Sevdiğini sandığı adam tarafından kullanılıp bir açık arttırmada yemeğinde misafirlere sunulan Roselyn'i kurtaran, hiçbir ünvanı olmayan bir adamdır. Bunu sadece ona üzüldüğü için yapmıştır. Kadını alıp kuzeninin yanına götürdükten sonra onunla bir daha karşılaşmayacağını düşünse de o işler öyle olmuyor Kyle'cığım.
Evet konu dediğim gibi benim için güzeldi, ama çevirisi için aynı şeyi söyleyemeyeceğim. Kitapta adam ve kadın kelimeleri ne kadar tekrarlanabilir onun denemesini yapmışlar herhalde. Sürekli tekrarlanması bu kelimelerin okurken bir hayli yordu beni. Üstelik diyaloglarda böyle bir problem yoktu. Yazarın diğer kitaplarında da yoktu bu yüzden editör hiç mi bakmamış en azından diyorum. Tekrar tekrar bu kelimeler ile karşılaşmam ki bir sayfada en az on tane, gözümü yorduğu kadar aklımı da yordu.
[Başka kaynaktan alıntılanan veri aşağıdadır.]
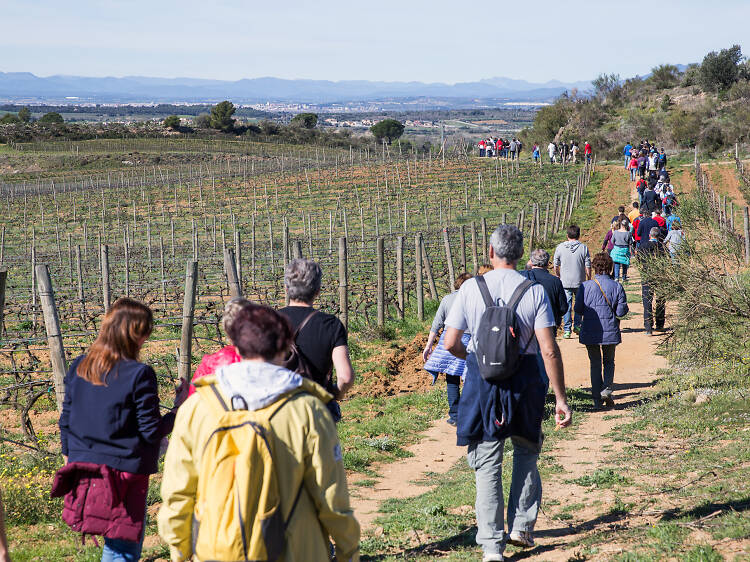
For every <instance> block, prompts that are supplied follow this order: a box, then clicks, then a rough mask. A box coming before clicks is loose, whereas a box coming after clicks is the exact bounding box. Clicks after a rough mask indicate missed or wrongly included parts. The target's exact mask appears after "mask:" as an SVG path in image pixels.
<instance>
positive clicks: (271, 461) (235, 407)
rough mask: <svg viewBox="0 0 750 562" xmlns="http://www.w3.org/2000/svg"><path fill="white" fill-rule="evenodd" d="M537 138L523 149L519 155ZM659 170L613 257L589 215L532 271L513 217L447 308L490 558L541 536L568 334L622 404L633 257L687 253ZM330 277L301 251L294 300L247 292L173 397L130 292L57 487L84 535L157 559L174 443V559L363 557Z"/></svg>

Normalde bayılarak okurdum, ama süründü elimde.
Canım Easterbrook Markisi'nin el atmasıyla gelişen olaylar, Kyle'ın mükemmeliyeti, Roselyn'in özellikle ağabeyi konusundaki salaklığını saymazsak kitaptan en keyif aldığım şeylerdi. Adam o kadar iş becermiş sen hala ağabeyim ağabeyim. Kyle gibi biri de gider böyle kadınları bulur zaten. Biz yine yalnız...
Seri aslında güzel, ama eksik olan şeyleri var yazarın, Epsilon da biliyorsunuz çevirileri! ile meşhur. Ama historical okuyucuları yine de bir şans vermeli.
Bir sonraki aynı zamanda serinin sonuncu kitabı Easterbrook Markisi Christian'ın. Seriye onun için başlamıştım diyebilirim. İnşallah öyle değişik bir karakteri mahvetmemişlerdir kitapta.